All Posts
2026-02-18

AWS FinOps: Real-Time Cost Monitoring & Optimization Guide

AWSFinOpsCost ManagementLambdaEventBridgeCloudTrail
A

One of the biggest challenges in managing resources on AWS is understanding when costs are incurred versus when they are reported. We typically track costs via AWS Cost Explorer, but this data can have delays of up to 24 hours.

In this post, we will explore an event-driven architecture that allows you to monitor your costs in real-time, overcoming this delay.

Why Real-Time Monitoring?

AWS Cost Explorer is a great tool, but it offers a "reactive" approach. That is, you see the cost of a resource the day after it is created. If a very expensive EC2 instance (e.g., p3.16xlarge) is launched accidentally, you might have already spent thousands of dollars by the time you notice.
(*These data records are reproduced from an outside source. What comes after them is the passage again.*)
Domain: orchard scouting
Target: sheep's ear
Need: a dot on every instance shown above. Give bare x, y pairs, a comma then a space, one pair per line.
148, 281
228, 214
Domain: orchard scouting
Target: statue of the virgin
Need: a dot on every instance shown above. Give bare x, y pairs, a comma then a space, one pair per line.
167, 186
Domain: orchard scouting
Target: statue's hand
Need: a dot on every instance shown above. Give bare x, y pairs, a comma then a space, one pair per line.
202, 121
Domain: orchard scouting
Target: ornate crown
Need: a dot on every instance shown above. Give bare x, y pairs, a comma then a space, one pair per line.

With real-time monitoring (a proactive approach), you can be notified the moment a resource is created, preventing budget overruns before they happen.

Solution Architecture

We will use 5 core AWS services in this solution:

  1. CloudTrail: Captures API calls (e.g., RunInstances).
  2. EventBridge: Filters events from CloudTrail and routes relevant ones.
  3. Lambda: Analyzes the event, calculates the cost using the AWS Pricing API, and generates an alert if it exceeds a threshold.
  4. SNS (Simple Notification Service): Delivers alerts to you via email or SMS.
  5. IAM: Ensures secure communication between services.

Thanks to this architecture, you receive an alert within seconds, for example, when someone launches an expensive server.

Step-by-Step Setup Guide

Below you can find the steps required to set up this system.

Step 1: Enable CloudTrail

First, you must create a CloudTrail trail that records all API calls made in your AWS account. This trail will capture critical events like RunInstances and forward them to EventBridge.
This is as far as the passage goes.